Hi Bryan
My main rationale for kicking the oAuth can down the road (i.e. pushing back on Erik) in the past has been the lack of PM to keep this focused, the lack of a clear UI strategy due in part to many people in our UX team being so new and our strategy being all over the map, and also because the team was clearly kinda done with this as a project for a while.
The situation is now different on all three fronts. With you taking the PM role very seriously, I feel comfortable that you'd be able to do the necessary user story work and pushing back on design astronautism (if that even becomes a problem). Our UX team has matured quite a bit since the last time we looked at this, and though OOjs UI is still new tech, I think we would get a little better support from our UI tools to make a conforming UI, and "conforming" is at least a little clearer than it was last year. We've all had some time away from the work now, and the experience which we've gained by having the current iteration out there a while can guide our future work.

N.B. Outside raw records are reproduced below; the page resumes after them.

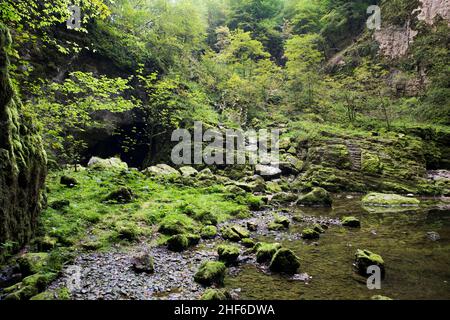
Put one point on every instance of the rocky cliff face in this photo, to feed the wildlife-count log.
(22, 162)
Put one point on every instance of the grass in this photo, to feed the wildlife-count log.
(89, 222)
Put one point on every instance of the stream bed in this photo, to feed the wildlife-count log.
(417, 267)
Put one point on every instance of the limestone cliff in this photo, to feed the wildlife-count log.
(22, 162)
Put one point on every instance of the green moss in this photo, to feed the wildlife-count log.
(215, 295)
(388, 200)
(208, 232)
(228, 253)
(210, 272)
(284, 260)
(265, 251)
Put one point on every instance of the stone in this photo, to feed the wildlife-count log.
(59, 204)
(143, 262)
(284, 260)
(265, 251)
(366, 258)
(267, 172)
(228, 253)
(309, 233)
(114, 163)
(433, 236)
(215, 295)
(388, 200)
(208, 232)
(32, 262)
(211, 272)
(351, 222)
(188, 171)
(68, 181)
(318, 197)
(121, 195)
(178, 243)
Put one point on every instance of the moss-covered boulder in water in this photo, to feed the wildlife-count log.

So, this may be a good project to elevate. Those of you who caught Frank's talk at the last metrics meeting[1] will have a little better understanding why oAuth matters; it's a tool that lets other organizations build tools that interact in important ways with our site. The folks at
wikiedu.org are heavy oAuth users, which is why you'll see many requests coming from Sage Ross @
wikiedu.org in particular.
None of this is to say that this is the most important thing on the backlog, but merely to provoke fresh thinking on the topic.